When my apartment burned down, I called my parents for help. My mom’s only response was, “Not our problem. Should’ve been more careful.”

PART 2

I followed Investigator Reyes to a police cruiser beneath a streetlamp, where he let me sit in the backseat with the door open while paramedics checked my breathing. The oxygen mask smelled like plastic and smoke. Every breath burned my lungs.

“Claire,” Reyes said, crouching to meet my eyes, “I need you to think carefully. Did your mother know you were going to be out tonight?”

I nodded slowly.

That morning, I had posted an Instagram photo from the airport. I was supposed to fly to San Diego for a work conference. Weather canceled the flight, and I came home early. I had told no one except my coworker, Jasmine.

“She may have thought I was gone,” I said.

Reyes exchanged a look with a nearby officer.

“What happened with the inheritance?” he asked.

I nearly laughed. Even covered in soot outside my ruined home, it still came back to money.
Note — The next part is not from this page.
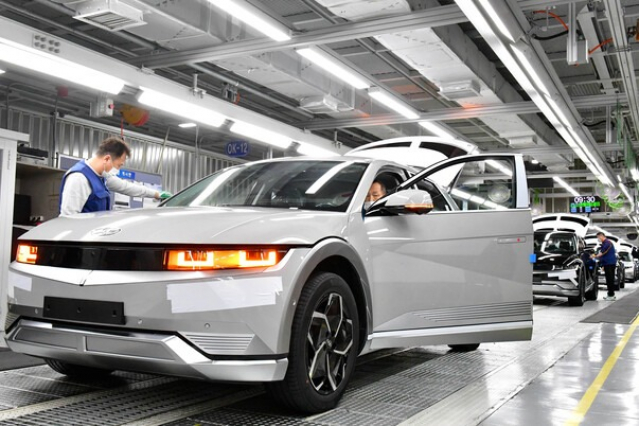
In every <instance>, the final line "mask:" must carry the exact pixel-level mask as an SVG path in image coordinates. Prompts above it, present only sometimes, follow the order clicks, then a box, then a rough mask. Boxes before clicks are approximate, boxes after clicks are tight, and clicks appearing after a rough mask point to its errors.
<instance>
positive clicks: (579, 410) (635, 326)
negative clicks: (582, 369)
mask: <svg viewBox="0 0 639 426" xmlns="http://www.w3.org/2000/svg"><path fill="white" fill-rule="evenodd" d="M638 326H639V316H637V317H636V318H635V320H634V321H633V322H632V324H631V325H630V328H629V329H628V331H626V333H625V334H624V335H623V338H622V339H621V341H620V342H619V343H617V346H616V347H615V350H614V351H612V353H611V354H610V356H609V357H608V359H607V360H606V363H605V364H604V366H603V367H602V368H601V371H599V374H597V377H596V378H595V380H594V381H593V382H592V384H591V385H590V387H589V388H588V390H587V391H586V393H585V394H584V396H583V397H582V398H581V401H579V405H577V407H576V408H575V409H574V410H573V412H572V414H571V415H570V417H569V418H568V420H566V422H565V423H564V426H578V425H579V424H580V423H581V422H582V421H583V420H584V417H585V416H586V413H587V412H588V410H590V406H591V405H592V403H593V402H595V398H597V394H598V393H599V391H600V390H601V388H602V386H603V385H604V383H605V382H606V379H607V378H608V376H609V375H610V372H611V371H612V369H613V368H614V366H615V364H616V363H617V360H618V359H619V356H620V355H621V352H622V351H623V350H624V348H625V347H626V344H628V341H629V340H630V338H631V337H632V335H633V334H634V332H635V330H636V329H637V327H638Z"/></svg>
“My grandmother, Evelyn Whitman, died in March,” I said. “She left me her house in Ashland and about $180,000 from a retirement account. My parents said it was unfair because Miles has two kids and debt. But Grandma raised me half the time. She knew what they were like.”

“What were they like?”

I stared at my destroyed building. “They treated love like a bill. If I didn’t pay it exactly the way they wanted, they cut me off.”

Reyes nodded and wrote it down.

Then another officer approached with a second evidence bag. Inside was a warped red gas can nozzle.

“We found accelerant traces near the kitchen doorway and outside the bedroom,” Reyes said. “The fire started in two separate locations.”

I gripped the edge of the seat. “Someone set it?”

“That is what it looks like.”

A cold numbness spread through me. It was worse than fear. Fear moved. This sat like stone in my chest.

“My cat,” I said suddenly.

Reyes looked up. “You had a pet inside?”

“Oliver. Orange tabby. He hides under the bed when he’s scared.”

The officer looked away.

I did not need him to say it.

For a moment, everything blurred. The ambulance lights stretched into red ribbons. My apartment had held my clothes, laptop, my grandmother’s letters, old photos, and every dull little proof that I had built a life without my parents.

But Oliver had been alive.

And someone had left him locked inside a burning room.

My phone buzzed in my hand.

A text from Miles.

Mom says stop accusing people. You’re embarrassing the family.

I had not accused anyone yet.

I slowly turned the screen toward Investigator Reyes.

He read it.

His expression shifted.

“Claire,” he said, “do not respond. Do not warn them. Do you have somewhere safe to stay tonight?”

I looked down at the evidence bag holding the key.

Then another message appeared.

This one was from my mother.

Insurance fraud is a crime. Think carefully before you lie.

My chest went ice-cold.

Because I had never mentioned insurance.